We present a Raman-based Distributed Temperature Sensor (RDTS) with centimetre-scale resolution for thermographic analysis of electronic circuits. Temperature is measured along a single-mode fiber routed across a custom printed circuit board (PCB) with 1 cm heating elements, using optical time-domain reflectometry of Raman signals detected by superconducting nanowire single-photon detectors (SNSPDs). This approach enables two-dimensional thermal mapping of the PCB under heating configurations with multiple hotspots. A spatial resolution of 3 cm and a temperature accuracy of 2 °C are achieved with an integration time of 5 minutes. Thermography can be performed down to 77 K, revealing that the PCB thermal resistance decreases by nearly an order of magnitude compared to room temperature, due to enhanced convective cooling in liquid nitrogen. These results establish centimetre-scale RDTS as a robust technique for real-time, spatially resolved thermography of electronic circuits, particularly in regimes where infrared imaging is ineffective, such as at low temperatures or within volumetric electronic architectures.

Paper Structure

This paper contains 13 sections, 13 equations, 6 figures.

Figures (6)

  • Figure 1: Optical setup and printed circuit board (PCB) developed for fiber-based thermography measurements. a) Schematic of the RDTS optical setup. A time-to-digital controller (TDC) triggers a laser emitting pulses at 1548 nm. The pulses pass through a band-pass filter (BPF) and are injected into the fiber under test, which is routed on a custom-designed PCB. A circulator directs the backscattered Raman signal to a wavelength-division multiplexer (WDM) module that separates the AS and S components.

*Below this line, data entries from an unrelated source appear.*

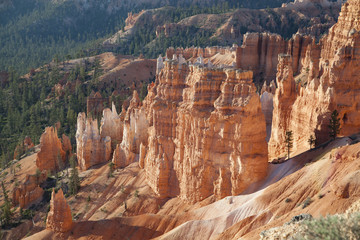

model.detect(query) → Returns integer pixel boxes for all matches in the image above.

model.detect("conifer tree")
[1,182,14,226]
[69,155,80,195]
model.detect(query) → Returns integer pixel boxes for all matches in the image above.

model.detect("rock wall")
[144,61,267,202]
[76,113,111,170]
[236,33,313,84]
[36,127,71,171]
[46,188,73,232]
[269,0,360,159]
[14,136,35,159]
[12,171,47,208]
[112,91,149,167]
[100,103,124,149]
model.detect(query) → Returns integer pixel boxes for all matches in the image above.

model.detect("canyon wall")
[269,0,360,159]
[76,113,112,170]
[12,171,47,208]
[46,188,73,232]
[166,33,314,86]
[36,127,71,171]
[112,91,149,167]
[140,61,267,202]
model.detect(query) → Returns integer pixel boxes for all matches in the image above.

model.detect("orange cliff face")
[269,0,360,159]
[46,188,73,232]
[12,171,47,208]
[77,58,268,202]
[36,127,71,171]
[140,61,267,202]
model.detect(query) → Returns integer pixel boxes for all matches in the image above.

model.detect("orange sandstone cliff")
[36,127,71,171]
[46,189,73,232]
[269,0,360,159]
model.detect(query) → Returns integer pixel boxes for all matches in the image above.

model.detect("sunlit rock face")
[140,61,267,202]
[76,113,112,170]
[269,0,360,159]
[46,188,73,232]
[36,127,71,171]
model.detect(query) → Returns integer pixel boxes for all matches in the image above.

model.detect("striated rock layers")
[140,61,267,202]
[36,127,71,171]
[166,33,314,86]
[46,188,73,232]
[14,136,35,159]
[76,111,112,170]
[269,0,360,159]
[12,171,47,208]
[112,91,149,167]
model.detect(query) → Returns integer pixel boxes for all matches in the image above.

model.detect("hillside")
[0,0,292,74]
[0,0,360,240]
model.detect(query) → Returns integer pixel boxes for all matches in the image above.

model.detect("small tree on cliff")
[69,155,80,195]
[1,182,14,226]
[329,110,340,140]
[285,131,293,159]
[308,135,316,149]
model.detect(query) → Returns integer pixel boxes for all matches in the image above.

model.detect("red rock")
[36,127,71,171]
[112,91,149,167]
[76,113,112,170]
[46,189,73,232]
[141,62,267,202]
[14,136,35,159]
[269,0,360,159]
[12,171,47,208]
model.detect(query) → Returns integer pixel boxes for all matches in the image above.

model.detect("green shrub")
[294,213,360,240]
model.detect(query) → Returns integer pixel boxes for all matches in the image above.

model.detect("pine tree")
[329,110,340,140]
[308,135,316,149]
[285,131,293,159]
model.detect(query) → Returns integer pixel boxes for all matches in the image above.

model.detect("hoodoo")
[269,0,360,159]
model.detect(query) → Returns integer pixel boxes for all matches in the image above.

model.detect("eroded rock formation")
[112,91,149,167]
[36,127,71,171]
[76,113,112,170]
[14,136,35,159]
[100,103,124,149]
[46,188,73,232]
[12,171,47,208]
[140,61,267,202]
[269,0,360,159]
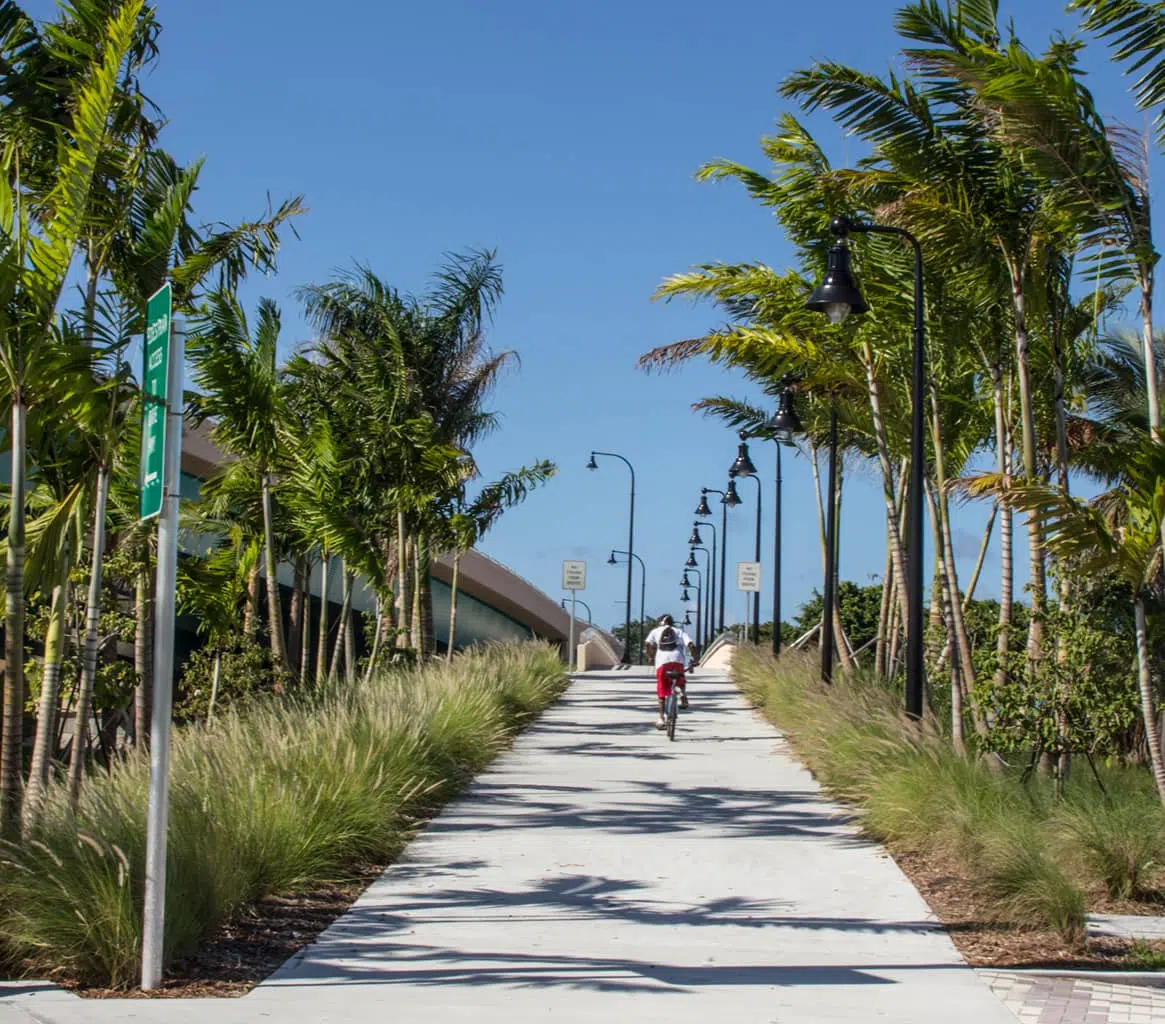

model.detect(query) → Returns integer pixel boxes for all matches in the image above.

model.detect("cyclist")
[644,615,696,729]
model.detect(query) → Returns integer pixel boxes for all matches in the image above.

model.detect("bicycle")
[663,669,684,740]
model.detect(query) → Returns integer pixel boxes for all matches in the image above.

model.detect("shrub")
[734,648,1095,946]
[1054,770,1165,899]
[0,644,566,987]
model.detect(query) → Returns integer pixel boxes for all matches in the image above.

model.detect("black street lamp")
[599,552,648,665]
[586,452,635,665]
[821,400,838,683]
[696,487,728,633]
[728,431,761,643]
[750,387,804,658]
[680,567,706,647]
[687,544,716,647]
[806,217,926,718]
[558,598,594,626]
[687,519,720,644]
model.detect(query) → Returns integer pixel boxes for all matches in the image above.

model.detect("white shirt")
[643,626,692,669]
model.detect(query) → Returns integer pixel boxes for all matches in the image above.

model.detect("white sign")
[563,562,586,591]
[736,562,761,593]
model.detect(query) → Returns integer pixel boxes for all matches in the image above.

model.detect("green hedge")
[0,644,566,987]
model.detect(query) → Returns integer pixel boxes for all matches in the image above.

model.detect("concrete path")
[0,671,1016,1024]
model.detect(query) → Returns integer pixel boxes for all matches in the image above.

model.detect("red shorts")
[656,662,686,700]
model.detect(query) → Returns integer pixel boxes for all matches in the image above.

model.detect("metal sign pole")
[142,322,185,989]
[566,591,578,669]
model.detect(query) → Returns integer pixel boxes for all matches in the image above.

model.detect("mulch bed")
[68,838,1165,998]
[73,864,386,1000]
[895,853,1165,970]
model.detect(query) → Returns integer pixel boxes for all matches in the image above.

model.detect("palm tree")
[189,290,290,672]
[0,0,142,828]
[443,460,558,661]
[782,2,1055,680]
[1068,0,1165,148]
[301,252,513,656]
[1014,440,1165,804]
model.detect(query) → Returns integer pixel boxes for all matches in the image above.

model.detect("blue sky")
[28,0,1155,626]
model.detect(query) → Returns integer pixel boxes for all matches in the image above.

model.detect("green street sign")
[141,284,170,520]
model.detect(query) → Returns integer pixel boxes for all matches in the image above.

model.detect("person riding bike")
[643,615,696,729]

These signals are detected by two superconducting nanowire single-photon detectors (SNSPDs), which generate stop signals for the TDC. b) Electrical schematic of the PCB heating elements. c) Footprint of a single heating element on the PCB. d) Top view of the PCB showing the layout of the 15 heating elements. e) Photograph of the experimental setup with the fiber positioned on the PCB.
  • Figure 2: Heat dissipation measurements on the PCB. (a) Schematic representation of the PCB layout. (b) Temperature variation on the R9 heating element in ambient air as a function of the electrical current. (c) Temperature variation on the R9 heating element with the PCB immersed in liquid nitrogen (LN$_2$). Quadratic fitting lines are represented in red.
  • Figure 3: Temperature calibration of the RDTS in ambient air. (a) AS signal as a function of position $x$ along the FUT, measured for different heating temperatures of the R9 element on the PCB. The grey-shaded area indicates the region used for calibration. (b) Ratio of the AS signal (after subtraction of its value at 23) to the Stokes signal (after subtraction of the dark count noise) within the calibration region, plotted as a function of $\exp(\hbar \Omega / (k_B T_{\mathrm{cal}}))$. The fitting red line is used to extract the calibration constants. (c) DTS-estimated temperature $T_{\mathrm{DTS}}$ as a function of the calibrated thermocouple temperature $T_{\mathrm{cal}}$. The green line represents the ideal one-to-one correspondence. (d) Temperature profiles estimated by the DTS along the FUT for different temperatures in the calibration region.
  • Figure 4: Spatial calibration for PCB fiber-based thermography. Spatial coordinates of 1 cm distant points selected along the FUT are first identified (top). Each point is then mapped to a specific 1 cm bin in the temperature profile. A color code is used to distinguish the points (middle-top). A Gaussian hot spot with 1 cm FWHM is generated at each selected position (middle-bottom). Gaussian filtering is then applied to smooth the resulting temperature map (bottom).
  • Figure 5: PCB thermography under different spatial and temperature conditions. Temperature maps for different heating temperatures on the R9 element (a-d), on R9 - R3 (e), on R6 - R12 (f), on R4-R11-R14 (g), and on R6-R9-R12 elements (h). The dashed squares indicate the positions of the respective heating elements.